Escândalo internacional da Nestlé expõe a desfaçatez da indústria de alimentos
02.06.21Folha de São Paulo
Fez algum barulho –embora menos do que deveria, devido ao caos pandêmico-político– a divulgação de documentos internos da Nestlé que vazaram para o jornal britânico Financial Times. Neles, os executivos do conglomerado admitem que 63% dos portfólio de alimentos e bebidas Nestlé não são saudáveis.
São chocolates e achocolatados, biscoitos, doces, refrigerantes, pratos prontos, sorvetes e todas as categorias de alimentos ultraprocessados –produtos industriais em que nenhum ingrediente in natura prevalece, com o uso de substâncias químicas alheias ao receituário das cozinhas domésticas.
Não há surpresa alguma quanto à proporção em si. O espanto vem da revelação da desfaçatez dos funcionários da corporação: eles sabem que vendem alimentos sem valor nutritivo, mas mantêm o discurso de que a adição de vitaminas e quetais faz bem ao consumidor (crianças, em muitos casos).
O exemplo mais gritante que a reportagem exibe é o Nesquik de morango – um pó para ser misturado ao leite, de óbvio apelo infantil. Na versão inglesado produto, 14 gramas de pó contêm 14 gramas de açúcar (corante e aromatizante aparecem em fração desprezível). O Nesquik brasileiro de morango, segundo tabela exibida na embalagem, oferece 11 gramas de açúcar em 14 gramas, algo como 79% da massa total.
Segundo os documentos internos, 99% dos doces da Nestlé e 96% das bebidas (exceto o café puro, categoria à parte) não podem ser considerados saudáveis.
Nem a água embalada pela corporação atinge 100% de salubilidade – 18% dos produtos, provavelmente as bebidas saborizadas, tomaram bomba no teste da saúde.

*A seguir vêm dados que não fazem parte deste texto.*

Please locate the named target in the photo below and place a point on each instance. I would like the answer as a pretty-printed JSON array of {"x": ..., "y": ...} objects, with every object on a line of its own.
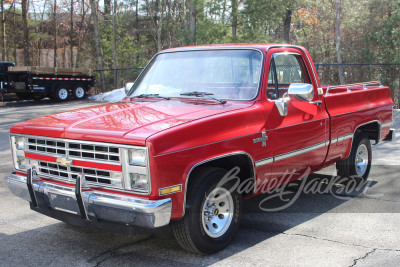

Em defesa própria, a Nestlé publicou nota com a seguinte declaração: “Acreditamos que uma dieta saudável significa encontrar um equilíbrio entre bem-estar e prazer. Isso inclui ter algum espaço para alimentos indulgentes, consumidos com moderação. Nossa rota de viagem não mudou, e é clara: continuaremos tornando nosso portfólio mais saboroso e saudável”.
A empresa, de origem suíça, tem faturamento global anual de 2,6 bilhões de francos suíços (R$ 533,38 bilhões).